There are at least as many potential types of phages as there are pathogenic bacterial strains – and then as many cocktails as there are potential combinations. This adds up to trillions and trillions of possibilities, many quite specific to narrow situations, and many requiring updating over time. But the Federal Drug Administration, which approves drugs in the USA, by far the world’s biggest drug market, treats each phage cocktail as a new entity.
This means that each cocktail would need to go through perhaps a decade of Phase I, II, and III trials, including randomized controlled trials on tens of thousands of people. If each one of these uncountable cocktails has only a relatively small market, then they are unlikely to be worth the millions of dollars these trials cost.
By contrast, agents used for food safety and agriculture do not require such extensive pre-approval, and phages are already used in these fields. Listex P100 (Micreos; the Netherlands) and ListShield (Intralytix; Baltimore, Maryland, USA) are two examples of approved and commercially available phage products to protect processed food from Listeria monocytogenes.

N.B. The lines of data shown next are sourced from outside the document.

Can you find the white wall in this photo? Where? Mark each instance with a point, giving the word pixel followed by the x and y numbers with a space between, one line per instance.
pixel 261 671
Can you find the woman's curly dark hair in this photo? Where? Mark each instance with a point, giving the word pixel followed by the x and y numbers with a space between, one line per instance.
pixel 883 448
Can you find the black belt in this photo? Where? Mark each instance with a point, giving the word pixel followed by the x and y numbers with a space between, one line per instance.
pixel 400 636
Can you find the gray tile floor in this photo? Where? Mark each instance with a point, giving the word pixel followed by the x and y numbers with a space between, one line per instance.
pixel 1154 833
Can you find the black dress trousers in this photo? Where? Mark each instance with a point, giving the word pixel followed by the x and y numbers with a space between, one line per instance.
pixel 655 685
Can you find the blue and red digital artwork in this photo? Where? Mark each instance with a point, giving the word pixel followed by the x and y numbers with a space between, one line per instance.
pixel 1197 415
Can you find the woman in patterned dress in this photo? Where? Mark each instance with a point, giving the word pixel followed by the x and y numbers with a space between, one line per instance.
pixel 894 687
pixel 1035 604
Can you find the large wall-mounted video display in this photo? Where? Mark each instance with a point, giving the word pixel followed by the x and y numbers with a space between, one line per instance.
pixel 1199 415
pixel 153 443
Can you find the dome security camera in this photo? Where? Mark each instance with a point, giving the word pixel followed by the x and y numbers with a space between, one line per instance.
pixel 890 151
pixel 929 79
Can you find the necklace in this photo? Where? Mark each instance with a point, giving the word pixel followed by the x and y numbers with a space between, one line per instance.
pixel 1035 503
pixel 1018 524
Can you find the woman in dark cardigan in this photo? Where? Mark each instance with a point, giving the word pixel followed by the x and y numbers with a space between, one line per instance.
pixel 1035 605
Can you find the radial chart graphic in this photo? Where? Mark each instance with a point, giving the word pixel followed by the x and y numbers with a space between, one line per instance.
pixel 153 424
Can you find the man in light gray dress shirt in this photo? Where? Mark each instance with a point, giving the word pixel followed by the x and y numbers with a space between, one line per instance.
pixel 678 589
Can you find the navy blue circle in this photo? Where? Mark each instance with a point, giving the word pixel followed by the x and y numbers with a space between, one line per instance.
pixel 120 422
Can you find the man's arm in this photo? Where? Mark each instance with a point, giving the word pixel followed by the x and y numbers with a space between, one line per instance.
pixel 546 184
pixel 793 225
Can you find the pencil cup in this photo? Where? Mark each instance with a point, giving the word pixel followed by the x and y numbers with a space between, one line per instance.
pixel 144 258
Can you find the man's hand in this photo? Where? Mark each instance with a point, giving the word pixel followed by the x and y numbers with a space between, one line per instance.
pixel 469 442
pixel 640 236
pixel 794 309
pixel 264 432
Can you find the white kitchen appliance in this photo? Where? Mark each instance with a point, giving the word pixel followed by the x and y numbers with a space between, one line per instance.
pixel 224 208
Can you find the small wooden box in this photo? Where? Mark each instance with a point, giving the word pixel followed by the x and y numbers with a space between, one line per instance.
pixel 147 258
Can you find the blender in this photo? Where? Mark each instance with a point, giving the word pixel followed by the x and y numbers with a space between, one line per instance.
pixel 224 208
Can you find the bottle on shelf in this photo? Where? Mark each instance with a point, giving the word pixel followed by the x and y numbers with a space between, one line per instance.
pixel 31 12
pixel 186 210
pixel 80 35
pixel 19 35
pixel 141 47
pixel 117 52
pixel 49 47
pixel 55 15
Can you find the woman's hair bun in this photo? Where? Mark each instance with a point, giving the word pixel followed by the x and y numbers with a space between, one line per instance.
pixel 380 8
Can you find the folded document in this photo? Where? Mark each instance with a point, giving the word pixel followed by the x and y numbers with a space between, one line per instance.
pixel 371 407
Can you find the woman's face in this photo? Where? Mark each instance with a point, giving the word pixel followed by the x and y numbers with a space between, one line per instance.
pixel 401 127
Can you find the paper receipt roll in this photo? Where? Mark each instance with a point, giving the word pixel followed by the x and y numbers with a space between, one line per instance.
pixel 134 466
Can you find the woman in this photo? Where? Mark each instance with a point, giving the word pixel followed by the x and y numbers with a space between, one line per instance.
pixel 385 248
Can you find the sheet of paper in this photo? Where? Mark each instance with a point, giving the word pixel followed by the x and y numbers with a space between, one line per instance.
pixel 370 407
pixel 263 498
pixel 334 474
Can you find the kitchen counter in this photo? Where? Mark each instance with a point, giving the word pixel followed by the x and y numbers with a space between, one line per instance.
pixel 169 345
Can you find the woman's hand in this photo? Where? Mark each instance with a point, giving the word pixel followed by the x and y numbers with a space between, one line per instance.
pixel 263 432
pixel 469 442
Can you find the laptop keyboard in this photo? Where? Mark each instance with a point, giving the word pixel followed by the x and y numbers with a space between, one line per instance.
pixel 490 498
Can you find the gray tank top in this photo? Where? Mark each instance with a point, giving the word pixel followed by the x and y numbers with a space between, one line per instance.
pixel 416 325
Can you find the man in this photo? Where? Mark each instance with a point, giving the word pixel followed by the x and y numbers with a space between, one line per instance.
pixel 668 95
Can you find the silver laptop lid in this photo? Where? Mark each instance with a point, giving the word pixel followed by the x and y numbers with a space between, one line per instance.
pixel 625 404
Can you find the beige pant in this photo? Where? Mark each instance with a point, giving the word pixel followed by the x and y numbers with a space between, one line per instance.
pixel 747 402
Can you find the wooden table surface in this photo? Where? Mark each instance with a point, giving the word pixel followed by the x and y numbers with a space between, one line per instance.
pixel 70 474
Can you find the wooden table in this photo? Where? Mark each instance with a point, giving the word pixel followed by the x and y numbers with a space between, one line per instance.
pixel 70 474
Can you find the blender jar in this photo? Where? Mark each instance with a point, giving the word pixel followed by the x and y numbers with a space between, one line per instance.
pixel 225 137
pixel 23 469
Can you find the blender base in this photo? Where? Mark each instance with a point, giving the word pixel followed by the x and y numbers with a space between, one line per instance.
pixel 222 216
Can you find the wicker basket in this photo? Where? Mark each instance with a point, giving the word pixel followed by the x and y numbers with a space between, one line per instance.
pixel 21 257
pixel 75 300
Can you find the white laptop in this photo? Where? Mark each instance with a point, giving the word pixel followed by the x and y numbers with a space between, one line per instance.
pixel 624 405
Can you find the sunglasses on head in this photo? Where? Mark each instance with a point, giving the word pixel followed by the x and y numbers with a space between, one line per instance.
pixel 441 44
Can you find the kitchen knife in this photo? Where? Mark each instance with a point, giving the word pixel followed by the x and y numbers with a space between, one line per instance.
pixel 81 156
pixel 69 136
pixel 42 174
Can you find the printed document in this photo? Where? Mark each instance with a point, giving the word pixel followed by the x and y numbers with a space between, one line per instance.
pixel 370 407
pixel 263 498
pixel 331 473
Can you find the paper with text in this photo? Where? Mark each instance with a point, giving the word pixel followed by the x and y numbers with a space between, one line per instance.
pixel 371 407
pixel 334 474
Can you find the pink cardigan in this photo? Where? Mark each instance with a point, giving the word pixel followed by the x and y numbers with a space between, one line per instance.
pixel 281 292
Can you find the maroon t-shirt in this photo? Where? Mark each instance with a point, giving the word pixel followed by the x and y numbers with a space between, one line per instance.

There is great potential in bacteriophages and phage-derived products to tackle the antibiotic crisis. Given the technology as it exists today, they could be used in combination with standard antibiotics to treat bacterial infections and help us reduce our dependence on existing antibiotics, reducing the growth rate of bacterial resistance. But given further research and development, they have the potential to go well beyond that in treating disease.
Being aware of how phages work and their potential might help to address the regulatory obstacles currently in the way. Phages and phage products need to be treated in a more dynamic way, similar to the yearly adaptation of the flu shot. There is no fundamental reason we could not do that, as long as we get the chance to try.
Léa Zinsli is a microbiologist at ETH Zurich.